Michael Sainsbury, China correspondent for national Australian broadsheet The Australian, further reported just how skewed China’s domestic coverage of the trip has been.

After yesterday’s meeting between the two presidents, Chinese media pitched the two countries very much as equals despite the US economy being four times larger and its military vastly more powerful.

“China and the United States agreed Wednesday to jointly establish co-operative partnership based on mutual respect and mutual benefit,” state-run Xinhua said. Reports focused on scripted comments from Mr Hu, relegating limited quotes from US President Barack Obama to the end of their stories.

One Xinhua headline read: “President Hu says important consensus reached in talks with Obama”, and another: “Obama says US welcomes China’s peaceful rise.”
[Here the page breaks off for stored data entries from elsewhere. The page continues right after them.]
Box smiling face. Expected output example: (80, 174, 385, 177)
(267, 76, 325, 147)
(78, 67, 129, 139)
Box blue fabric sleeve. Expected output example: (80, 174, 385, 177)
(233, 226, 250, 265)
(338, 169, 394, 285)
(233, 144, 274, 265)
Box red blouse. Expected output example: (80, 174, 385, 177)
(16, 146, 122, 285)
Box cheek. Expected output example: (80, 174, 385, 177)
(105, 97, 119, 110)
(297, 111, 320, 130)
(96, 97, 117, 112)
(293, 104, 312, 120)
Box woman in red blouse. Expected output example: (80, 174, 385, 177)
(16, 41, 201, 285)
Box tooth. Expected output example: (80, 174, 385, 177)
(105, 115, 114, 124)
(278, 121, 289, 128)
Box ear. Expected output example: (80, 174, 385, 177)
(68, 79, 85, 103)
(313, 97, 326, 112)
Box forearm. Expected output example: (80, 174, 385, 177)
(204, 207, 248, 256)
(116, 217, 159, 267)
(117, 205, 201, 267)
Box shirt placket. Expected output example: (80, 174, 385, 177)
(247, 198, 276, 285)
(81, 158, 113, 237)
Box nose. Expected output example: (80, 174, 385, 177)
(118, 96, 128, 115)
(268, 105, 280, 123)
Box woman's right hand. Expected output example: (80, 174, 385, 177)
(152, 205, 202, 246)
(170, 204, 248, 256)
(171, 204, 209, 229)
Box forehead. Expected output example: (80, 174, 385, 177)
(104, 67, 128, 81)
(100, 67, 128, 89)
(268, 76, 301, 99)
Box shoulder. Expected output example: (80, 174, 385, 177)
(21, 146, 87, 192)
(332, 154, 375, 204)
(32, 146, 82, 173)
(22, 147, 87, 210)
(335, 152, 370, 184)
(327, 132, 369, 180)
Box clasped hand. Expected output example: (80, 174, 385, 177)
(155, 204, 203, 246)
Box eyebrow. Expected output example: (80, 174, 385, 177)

Sainsbury explains that “only a handful of major media outlets, such as the People’s Daily and state run CCTV, are allowed to make their own reports on the Chinese leader’s activities—the rest must use Xinhua copy,” and noted that “no Chinese-language reports” carried Hu’s comments on human rights.

The Guardian’s Tania Branigan has a similar report, writing:

The Xinhua state news agency reported the Chinese president’s comments on human rights from the press conference, where he said China “is always committed to protection and promotion of human rights and has made enormous progress in this regard”. But the story appeared to be buried on news websites. There was no mention of the question that prompted the president’s reply or of the US president’s comments.

Branigan then went on:

Residents in Beijing said screens went blank when BBC and CNN broadcasts – available in some hotels and upmarket apartment complexes—discussed human rights and protests.

Many in China were keen to discuss Barack Obama’s remarks and the fact he raised the case of the jailed Nobel peace prize winner, Liu Xiaobo.

On Twitter—blocked in China but accessed by some users including many activists—one widely retweeted comment read: “American officials say Obama has raised the Liu Xiaobo issue with Hu and Obama reiterated that freedom of speech is a universal right. But the official refused to say how Hu answered the question.”

Bravo to the press corps for prying their admission out of Hu, regardless of who may have heard it. We will keep an eye on any reports of how the Chinese press covers today’s likely more volatile meeting between Hu and congressional leaders.

Joel Meares is a former CJR assistant editor.